De LMOE en Cyprus hebben unaniem ingestemd met het pre-toetredingspact inzake georganiseerde criminaliteit en zij hebben aangegeven dat zij het EU-acquis volledig willen overnemen en de daaruit voortvloeiende implementatie van juridische instrumenten zo voortvarend mogelijk ter hand nemen. Voorts werd gemeld dat het pre-toetredingspact een goede basis vormt voor verdere en intensievere samenwerking met de EU bij de bestrijding van de georganiseerde criminaliteit.

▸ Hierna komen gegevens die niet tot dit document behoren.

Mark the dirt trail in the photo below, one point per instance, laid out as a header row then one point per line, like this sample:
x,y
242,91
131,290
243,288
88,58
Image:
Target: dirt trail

Daarbij werden nieuwe mogelijke terreinen van samenwerking genoemd, zoals het gevangeniswezen, die vaak een broeinest is voor de (ontwikkeling van) georganiseerde criminaliteit.

De Voorzitter concludeerde dat het pre-toetredingspact unaniem was aanvaard. Daarbij vroeg hij bijzondere aandacht voor grensbewaking en voor de interne situatie op het terrein van de rechten van de mens in de kandidaat-lidstaten. Voorts werd goede nota genomen van de wens van sommige kandidaat-lidstaten om de samenwerking op het terrein van het gevangeniswezen op te starten.

IV. Overeenkomst betreffende de bevoegdheid, de erkenning en de tenuitvoerlegging van beslissingen in huwelijkszaken (Brussel II)

Tijdens de JBZ-Raad is de overeenkomst betreffende de bevoegdheid, de erkenning en de tenuitvoerlegging van beslissingen in huwelijkszaken ondertekend.


XNoot
1

Ter inzage gelegd bij de afdeling Parlementaire Documentatie.